I don't blame the News for showing this, I blame the parents for having it on all the time. Wait, did I just use the "P" word? I never see the Parental Watchdog Groups place any onus on the parents. Instead they get better media exposure for their cause when they attack a number one rated show, a cartoon sponge, or Janet Jackson's breast. That one breast, in one halftime show, has gotten more attention than both of Dolly Parton's breasts have gotten for the past thirty years.
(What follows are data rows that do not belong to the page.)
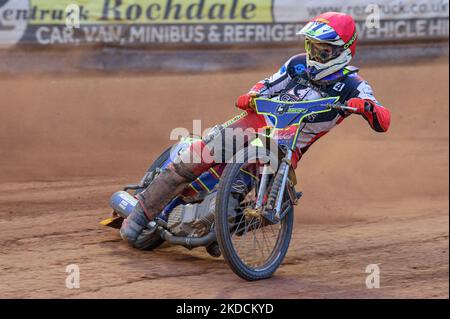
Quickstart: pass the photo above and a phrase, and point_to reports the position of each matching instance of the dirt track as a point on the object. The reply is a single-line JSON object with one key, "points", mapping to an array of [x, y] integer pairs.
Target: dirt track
{"points": [[67, 143]]}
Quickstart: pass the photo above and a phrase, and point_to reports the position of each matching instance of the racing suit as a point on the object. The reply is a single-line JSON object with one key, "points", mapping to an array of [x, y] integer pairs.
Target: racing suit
{"points": [[290, 83]]}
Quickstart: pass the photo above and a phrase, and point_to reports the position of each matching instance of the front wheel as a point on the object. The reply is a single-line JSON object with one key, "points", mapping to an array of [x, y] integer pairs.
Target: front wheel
{"points": [[251, 246]]}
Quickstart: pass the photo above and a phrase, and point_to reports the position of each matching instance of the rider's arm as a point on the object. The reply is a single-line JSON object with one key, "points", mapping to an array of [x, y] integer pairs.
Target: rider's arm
{"points": [[378, 116]]}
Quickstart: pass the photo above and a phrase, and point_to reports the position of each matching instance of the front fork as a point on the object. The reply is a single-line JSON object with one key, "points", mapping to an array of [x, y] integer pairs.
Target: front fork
{"points": [[275, 211]]}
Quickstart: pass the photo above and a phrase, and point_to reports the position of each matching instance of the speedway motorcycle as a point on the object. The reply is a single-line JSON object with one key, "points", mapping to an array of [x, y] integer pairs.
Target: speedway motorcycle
{"points": [[241, 209]]}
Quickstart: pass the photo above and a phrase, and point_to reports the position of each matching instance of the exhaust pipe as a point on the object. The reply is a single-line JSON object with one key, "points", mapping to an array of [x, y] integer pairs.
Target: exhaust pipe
{"points": [[187, 241], [123, 203]]}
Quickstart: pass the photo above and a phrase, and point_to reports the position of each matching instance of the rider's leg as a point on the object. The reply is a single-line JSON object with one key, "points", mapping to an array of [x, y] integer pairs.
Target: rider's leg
{"points": [[173, 179]]}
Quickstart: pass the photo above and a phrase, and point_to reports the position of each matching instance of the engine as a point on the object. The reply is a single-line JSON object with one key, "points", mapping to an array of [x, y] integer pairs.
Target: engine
{"points": [[193, 220]]}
Speaking of celebrity exposure. My favorite example of celebrity exposure comes from an episode of "Three's Company" that aired on Nick at Nite a few years ago. The episode originally aired in 1983 and has been shown countless times since. The scene features Jack Tripper (John Ritter) dressed in blue boxers sitting on his bed and for a split second he accidentally exposes one third of the Full Monty. A viewer notices this with the help of his suffocated VCR's pausing capability. The viewer notified the cable network outraged that Nickelodeon would show this when children could be watching. Nickelodeon digitally corrected the scene.

To quote John Ritter in the New York Observer over the incident, "I've requested that (Nickelodeon) air both versions, edited and unedited, because sometimes you feel like a nut, and sometimes you don't."